La muñeca de Jerusalém

Una de las cosas más extrañas que experimenté en Jerusalén fue encontrar a tantísimos argentinos. Cuando se pasea por esas estrechas calles empedradas que tienen miles de años de antigüedad y se ve a alguien con esos rulitos chistosos diciendo "¡Che!, ¡Dale!", parece que algo anda mal con la realidad.
Fue raro entonces encontrar a Agustina, una argentina auténtica, que me dijo: "Mira, viejo, todos estos tipos tienen las mismas botitas. Seguro no te diste cuenta porque eres medio boludo, pero mira, ¡las botas son las mismas!". Y un poco la odié por tratarme de boludo, pero después lo único que hacía era fijarme en los pies de los israelitas. Entraba a un bar o restaurante, a una tienda o a un museo, o caminaba por la calle, y esas benditas botitas estaban siempre presentes, esas botitas y esas cabezas con sus rizos.

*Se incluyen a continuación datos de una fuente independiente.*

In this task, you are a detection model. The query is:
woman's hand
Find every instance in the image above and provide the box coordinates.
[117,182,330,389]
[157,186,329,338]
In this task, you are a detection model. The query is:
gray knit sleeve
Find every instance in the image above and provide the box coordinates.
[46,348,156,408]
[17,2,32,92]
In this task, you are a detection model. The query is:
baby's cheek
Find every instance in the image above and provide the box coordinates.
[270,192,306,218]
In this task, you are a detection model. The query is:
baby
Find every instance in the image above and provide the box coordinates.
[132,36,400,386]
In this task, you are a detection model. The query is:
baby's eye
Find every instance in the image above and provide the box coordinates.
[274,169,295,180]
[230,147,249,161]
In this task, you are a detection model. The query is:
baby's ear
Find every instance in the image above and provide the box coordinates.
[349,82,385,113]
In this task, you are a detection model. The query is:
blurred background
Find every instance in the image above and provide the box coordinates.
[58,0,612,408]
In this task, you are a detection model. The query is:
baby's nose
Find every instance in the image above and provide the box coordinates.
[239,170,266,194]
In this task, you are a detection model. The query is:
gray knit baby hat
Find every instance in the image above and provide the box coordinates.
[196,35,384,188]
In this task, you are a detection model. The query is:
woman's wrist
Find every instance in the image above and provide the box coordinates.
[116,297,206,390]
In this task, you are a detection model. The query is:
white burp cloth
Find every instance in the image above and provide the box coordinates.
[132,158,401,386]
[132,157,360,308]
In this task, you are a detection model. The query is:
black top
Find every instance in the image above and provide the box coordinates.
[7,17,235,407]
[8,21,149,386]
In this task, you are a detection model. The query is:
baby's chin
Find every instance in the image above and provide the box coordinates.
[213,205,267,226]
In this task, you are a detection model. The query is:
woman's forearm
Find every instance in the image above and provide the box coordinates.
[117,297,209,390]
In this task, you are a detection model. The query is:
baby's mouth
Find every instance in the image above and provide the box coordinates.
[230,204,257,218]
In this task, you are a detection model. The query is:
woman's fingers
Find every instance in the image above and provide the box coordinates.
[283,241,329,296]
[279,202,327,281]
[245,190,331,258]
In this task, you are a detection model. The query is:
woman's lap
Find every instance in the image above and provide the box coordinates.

Antes de enloquecer por el abuso de la repetición, escapé a Palestina, más precisamente a Belén, y conocí a Nahid, una chica hermosa de nariz prominente y rulos de resorte. Su sueño era vivir en Alemania y trabajar de veterinaria ya que era un país de futuro y oportunidades. No quise compartir mis impresiones, de hecho no tenía ganas de decir nada, si algo aprendí es que no es buena idea compartir el pesimismo, mi rol en esta vida es el de asentir y sonreír.
—Mira allá en la montaña, ¿ves esas colinas llenas de viviendas? Son colonos judíos. ¿Sabías que nosotros les construimos esas casas? Mi tío trabaja allí todo el día y se queja aquí toda la noche— dijo, e hice lo único permitido en la tierra elegida por Dios: mirar al suelo y callarme.